Get iNews App with new looks!
inews
Advertisement
Aa Text
Share:
Read Next : Farel Tarek Ungkap Keajaiban Laut Karimunjawa, 240 Spesies Ikan Hias dan Terumbu Karang Terawat
Advertisement . Scroll to see content

16 Tahun CTI-CFF: Terumbu Karang Masih Terancam Bom Ikan dan Coral Bleaching

Jumat, 23 Mei 2025 - 10:31:00 WIB
16 Tahun CTI-CFF: Terumbu Karang Masih Terancam Bom Ikan dan Coral Bleaching
Menteri Kelautan dan Perikanan Sakti Wahyu Trenggono mengatakan, CTI-CFF punya arti penting dan strategis bagi Indonesia saat acara 16th Anniversary of CTI-CPF and Coral Triangle Day 2025 di Jakarta, Kamis (22/5/2025). (Foto: iNews/Maria Christina)
Advertisement . Scroll to see content

JAKARTA, iNews.id – Coral Triangle Initiative on Coral Reefs, Fisheries, and Food Security (CTI-CFF) atau Prakarsa Segitiga Karang untuk Terumbu Karang, Perikanan dan Ketahanan Pangan telah memasuki tahun ke-16. Namun, enam negara anggotanya, Indonesia, Malaysia, Filipina, Papua Nugini, Kepulauan Solomon, dan Timor Leste, masih menghadapi berbagai tantangan dalam merawat kawasan Segitiga Terumbu Karang. 

Direktur Eksekutif Sekretariat Regional CTI-CFF, Frank Keith Griffin mengatakan, tantangan tersebut di antaranya masih ditemukannya metode penangkapan ikan yang tidak berkelanjutan.
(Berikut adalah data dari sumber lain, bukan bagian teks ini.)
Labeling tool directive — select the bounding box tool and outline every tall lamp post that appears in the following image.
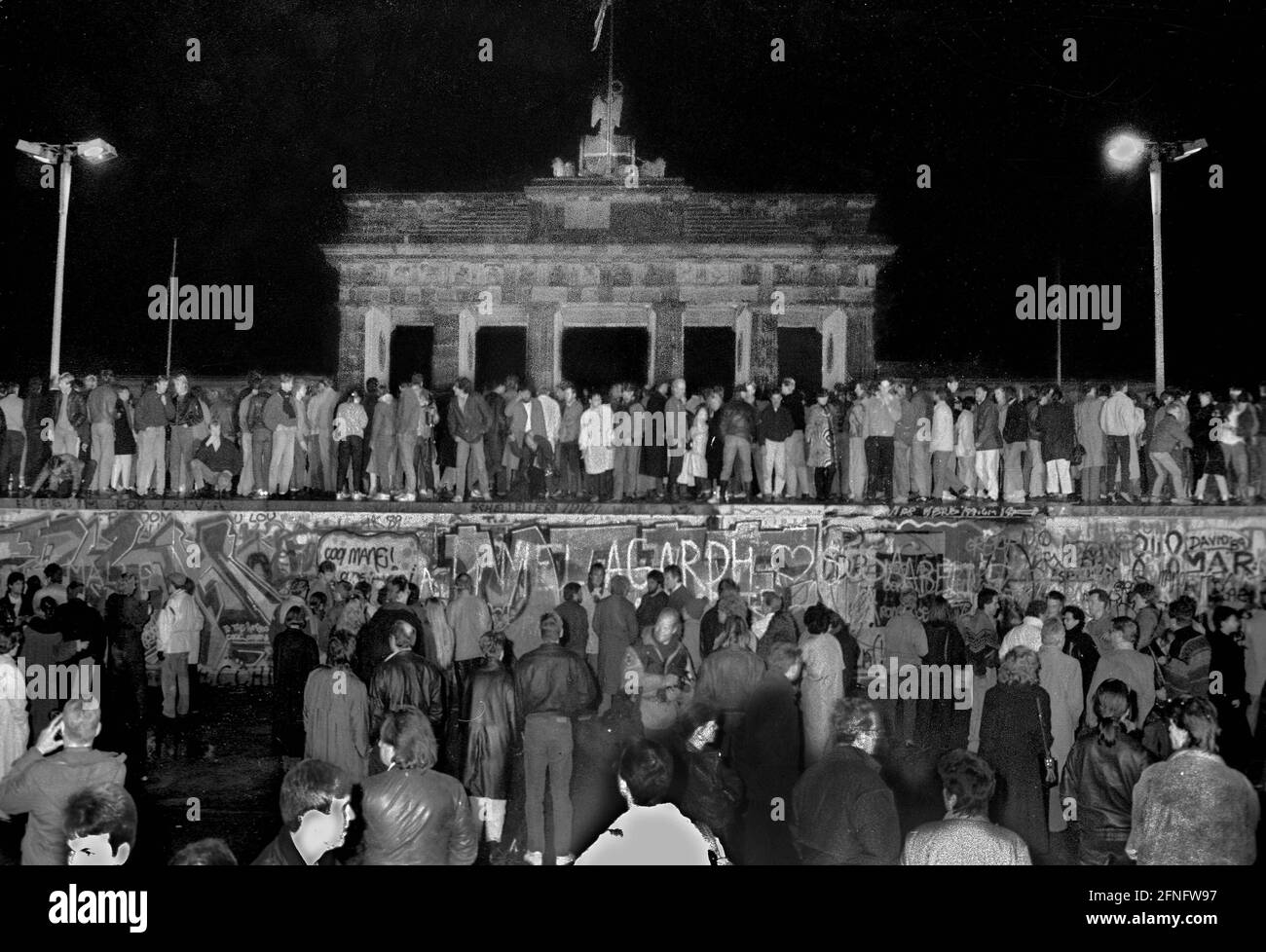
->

Nelayan menangkap ikan menggunakan bahan peledak seperti racun, bom dan dinamit.

"Ini tidak hanya terjadi di Indonesia, tapi di keenam negara anggota. Saya bahkan baru saja menerima email minggu ini mengenai pengeboman ikan di wilayah timur Indonesia," kata Frank Keith Griffin dalam Media Gathering CTI-CFF & Coral Triangle Day 2025, Kamis (22/5/2025).

Dia mengatakan, metode penangkapan ikan dengan bom tidak hanya membunuh ikan, melainkan juga merusak terumbu karang yang dapat mengancam populasi ikan dan ekosistem laut. Nelayan pun kesulitan dan tidak akan menemukan lagi ikan di area yang dibom.

"Kalau nelayan mau mencari ikan, mereka harus keluar lebih jauh, dan semakin jauh mereka ke laut, semakin bahaya," kata Frank.

Untuk mencegahnya, CTI-CFF memberikan edukasi, menjalankan proyek-proyek untuk membantu para nelayan lokal agar benar-benar memahami ada konsekuensi dari tindakan mereka. Dengan begitu, ketika nelayan melaut dan menangkap ikan, mereka melakukannya dengan cara yang tidak merusak habitat ikan. Nelayan pun bisa kembali datang ke kawasan yang sama untuk mendapatkan ikan.

"Hari ini mereka bisa menangkap ikan, minggu depan kembali lagi dan mendapatkan ikan lagi, tahun depan pun masih bisa kembali ke tempat yang sama dan mendapat ikan lagi. Tapi jika tempat itu dirusak, lalu kembali lagi ke lokasi tersebut, mereka tidak akan menemukan ikan karena ikan tidak tinggal di sana lagi. Jadi itulah pekerjaan yang sedang kami lakukan," katanya. 

Selain itu, CTI-CFF masih menemukan kasus coral bleaching atau pemutihan terumbu karang yang berdampak signifikan terhadap kesehatan ekosistemnya.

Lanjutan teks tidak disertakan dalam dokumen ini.